TeresaBlogSu secreto para sacar las fuerzas necesarias para hacer tanto bien: la oración y la contemplación silenciosa de Jesucristo. Ella misma decía: “El fruto del silencio es la oración; el fruto de la oración es la fe; el fruto de la fe es el amor; el fruto del amor es el servicio; y el fruto del servicio es la paz”. Es decir, contemplación y acción, evangelización y promoción humana.

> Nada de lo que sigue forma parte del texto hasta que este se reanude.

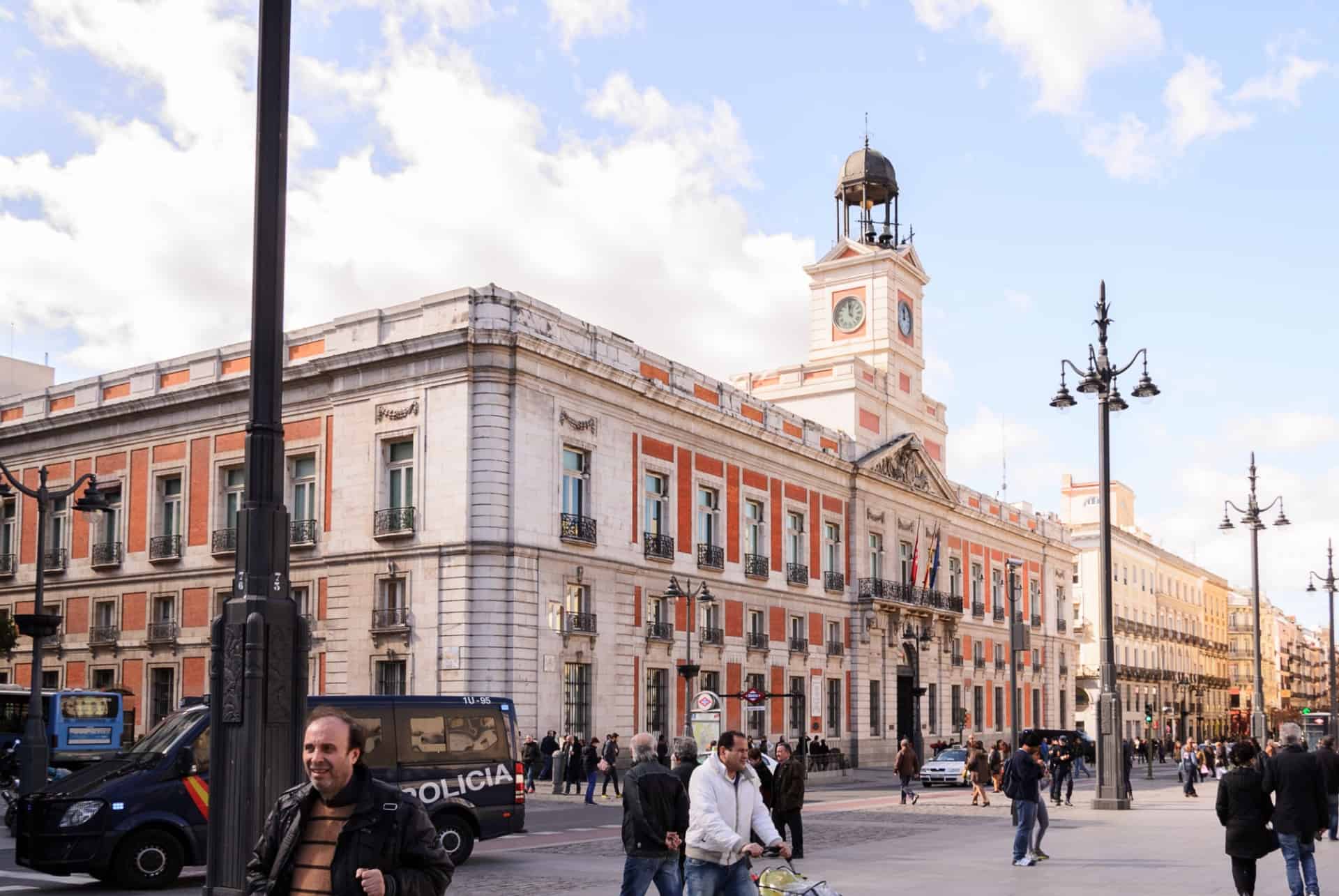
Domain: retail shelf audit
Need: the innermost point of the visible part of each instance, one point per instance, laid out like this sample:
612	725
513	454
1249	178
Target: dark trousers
797	829
1243	875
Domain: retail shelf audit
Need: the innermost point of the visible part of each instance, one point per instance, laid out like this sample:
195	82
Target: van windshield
167	734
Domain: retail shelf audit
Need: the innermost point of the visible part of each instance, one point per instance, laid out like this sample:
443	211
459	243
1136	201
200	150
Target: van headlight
81	813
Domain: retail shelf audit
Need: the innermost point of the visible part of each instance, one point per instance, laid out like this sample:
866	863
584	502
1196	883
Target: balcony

“Teresa de Calcuta fue realmente madre. Madre de los pobres, madre de los niños. Madre de tantas muchachas y de tantos jóvenes que la tuvieron como guía espiritual y compartieron su misión” (S.S. Juan Pablo II, 20 de Octubre de 2003)

Solía decir: “Si oís que una mujer no quiere tener a su hijo y desea abortar, tratad de convencerla de que me traiga a ese niño. Yo lo amaré, viendo en él el signo del amor de Dios”.

Fallecimiento: 05 de Septiembre de 1997. Calcuta, India
Proceso: Fue declarada venerable el 20 de Diciembre de 2002 por Juan Pablo II.
Fue beatificada el 19 de Octubre de 2003 por Juan Pablo II.

Oración a Beata Madre Teresa de Calcuta:
Señor, cuando tenga hambre, dame alguien que necesite comida;
Cuando tenga sed, dame alguien que precise agua;
Cuando sienta frío, dame alguien que necesite calor.
Cuando sufra, dame alguien que necesita consuelo;
Cuando mi cruz parezca pesada, déjame compartir la cruz del otro;
Cuando me vea pobre, pon a mi lado algún necesitado.
Cuando no tenga tiempo, dame alguien que precise de mis minutos;
Cuando sufra humillación, dame ocasión para elogiar a alguien; Cuando esté desanimado, dame alguien para darle nuevos ánimos.
Cuando quiera que los otros me comprendan, dame alguien que necesite de mi comprensión;
Cuando sienta necesidad de que cuiden de mí, dame alguien a quien pueda atender;
Cuando piense en mí mismo, vuelve mi atención hacia otra persona.
Haznos dignos, Señor, de servir a nuestros hermanos;
Dales, a través de nuestras manos, no sólo el pan de cada día, también nuestro amor misericordioso, imagen del tuyo.